There are always quick wins. Here are a couple of examples to get you started:

9 x ROI for an Ed-Tech Startup

“We want to scale faster” was the brief we were given.

The first thing we did was explore how they communicated with the tens of thousands of  people in their database.

Turns out they didn’t…

By sending a fortnightly newsletter, packed full of valuable information, we generated 50 leads per week on average.

Not too bad for a very simple, low cost marketing tactic.

Other good examples include rejigging the user journey on your website to convert more traffic or remarketing to a warm audience using online advertising. You can discover more in our guide How to Win Bigger Clients.

 

7. Sustainable Wins

Sustainable wins are the forms of lead generation which keep on giving. Here’s another real life example:

A mortgage broker we work with gets the majority of their referrals from an estate agency. This is the perfect example of a strategic partnership. 

They reward the estate agent with 30% of any closed business they generate for them. 

Rather than spending big going after the consumer, we focused our client’s lead generation on acquiring more strategic partners. 

The strategy has paid off, every estate agent we sign passes them multiple leads each week.

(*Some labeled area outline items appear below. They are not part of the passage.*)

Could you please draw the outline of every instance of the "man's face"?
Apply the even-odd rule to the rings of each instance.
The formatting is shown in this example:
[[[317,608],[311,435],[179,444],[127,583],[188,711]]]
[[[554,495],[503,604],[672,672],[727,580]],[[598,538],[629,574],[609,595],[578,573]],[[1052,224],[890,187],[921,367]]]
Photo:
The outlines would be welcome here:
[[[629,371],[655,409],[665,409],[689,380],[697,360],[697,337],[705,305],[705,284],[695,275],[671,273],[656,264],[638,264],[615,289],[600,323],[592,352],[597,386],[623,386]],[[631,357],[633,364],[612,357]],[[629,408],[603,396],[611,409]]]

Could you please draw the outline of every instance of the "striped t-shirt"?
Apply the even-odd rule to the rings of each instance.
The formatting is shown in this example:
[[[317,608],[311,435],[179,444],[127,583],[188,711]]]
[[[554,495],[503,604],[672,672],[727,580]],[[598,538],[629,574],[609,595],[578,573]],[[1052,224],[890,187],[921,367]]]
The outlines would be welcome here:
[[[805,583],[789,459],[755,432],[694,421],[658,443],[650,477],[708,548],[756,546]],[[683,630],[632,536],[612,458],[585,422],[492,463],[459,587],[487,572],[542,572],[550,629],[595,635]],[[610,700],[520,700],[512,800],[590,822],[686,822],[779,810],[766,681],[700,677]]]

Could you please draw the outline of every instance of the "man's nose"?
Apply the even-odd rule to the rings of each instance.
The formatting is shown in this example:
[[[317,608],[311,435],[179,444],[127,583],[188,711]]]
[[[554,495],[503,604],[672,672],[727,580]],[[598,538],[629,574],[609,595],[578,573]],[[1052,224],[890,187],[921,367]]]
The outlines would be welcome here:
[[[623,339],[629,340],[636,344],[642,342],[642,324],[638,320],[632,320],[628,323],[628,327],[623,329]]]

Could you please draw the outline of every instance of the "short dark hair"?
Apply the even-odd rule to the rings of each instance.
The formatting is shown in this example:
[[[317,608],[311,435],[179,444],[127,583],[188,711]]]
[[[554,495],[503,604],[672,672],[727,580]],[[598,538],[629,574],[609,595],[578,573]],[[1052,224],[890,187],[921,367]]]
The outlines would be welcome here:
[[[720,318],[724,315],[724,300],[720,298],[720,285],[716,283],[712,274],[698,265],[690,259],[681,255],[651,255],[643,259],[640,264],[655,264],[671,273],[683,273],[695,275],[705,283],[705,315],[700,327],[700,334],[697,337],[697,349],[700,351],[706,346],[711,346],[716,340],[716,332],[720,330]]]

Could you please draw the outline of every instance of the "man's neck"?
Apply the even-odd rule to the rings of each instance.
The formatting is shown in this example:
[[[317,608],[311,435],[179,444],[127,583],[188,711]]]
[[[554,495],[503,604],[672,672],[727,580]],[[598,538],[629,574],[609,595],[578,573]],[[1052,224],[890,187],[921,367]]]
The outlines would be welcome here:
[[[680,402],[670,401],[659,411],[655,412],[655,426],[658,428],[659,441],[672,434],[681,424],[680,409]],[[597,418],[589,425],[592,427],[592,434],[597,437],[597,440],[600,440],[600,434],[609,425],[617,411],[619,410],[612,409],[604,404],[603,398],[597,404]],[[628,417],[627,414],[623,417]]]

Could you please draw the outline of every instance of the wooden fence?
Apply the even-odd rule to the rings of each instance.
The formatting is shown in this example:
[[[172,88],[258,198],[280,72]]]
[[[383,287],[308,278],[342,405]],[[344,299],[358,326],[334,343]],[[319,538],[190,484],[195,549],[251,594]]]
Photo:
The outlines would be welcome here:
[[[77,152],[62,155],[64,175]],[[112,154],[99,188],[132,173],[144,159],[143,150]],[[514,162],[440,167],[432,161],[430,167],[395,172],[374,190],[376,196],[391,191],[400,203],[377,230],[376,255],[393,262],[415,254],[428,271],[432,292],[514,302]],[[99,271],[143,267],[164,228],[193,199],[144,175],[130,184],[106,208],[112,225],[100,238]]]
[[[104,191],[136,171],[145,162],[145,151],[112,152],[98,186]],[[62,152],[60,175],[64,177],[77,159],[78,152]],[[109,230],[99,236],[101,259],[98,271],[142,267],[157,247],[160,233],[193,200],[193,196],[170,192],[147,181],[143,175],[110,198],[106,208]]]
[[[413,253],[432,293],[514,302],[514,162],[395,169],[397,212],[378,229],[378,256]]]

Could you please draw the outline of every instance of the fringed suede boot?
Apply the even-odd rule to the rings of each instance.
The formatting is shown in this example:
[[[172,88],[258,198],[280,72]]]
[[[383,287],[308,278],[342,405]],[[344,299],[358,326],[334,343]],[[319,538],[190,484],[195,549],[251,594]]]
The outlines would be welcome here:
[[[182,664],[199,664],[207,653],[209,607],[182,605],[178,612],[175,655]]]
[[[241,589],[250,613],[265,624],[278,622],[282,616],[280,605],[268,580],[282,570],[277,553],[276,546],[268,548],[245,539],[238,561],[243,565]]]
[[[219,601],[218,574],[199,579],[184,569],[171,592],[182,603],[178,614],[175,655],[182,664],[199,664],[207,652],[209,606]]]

Good sustainable tactics include:

1. Setting up strategic partnerships 

2. Cross-marketing with brands who share your target market

 

8. Now scale it

The above tactics are great but they are difficult to scale. 

At some point, you need a predictable way to acquire new clients. 

Here’s where it’s important to really do your research. 

You have a lot of options from PPC and telemarketing to cold email and SEO – I would recommend talking to an expert before embarking on any single strategy. 

These wins are the hardest to come by, they have the lowest conversion rate and they are the most expensive form of lead generation.

But they make your business super scalable. 

And guess what?

These clients eventually become quick wins as they start referring you and you upsell them through your brilliant communications strategy.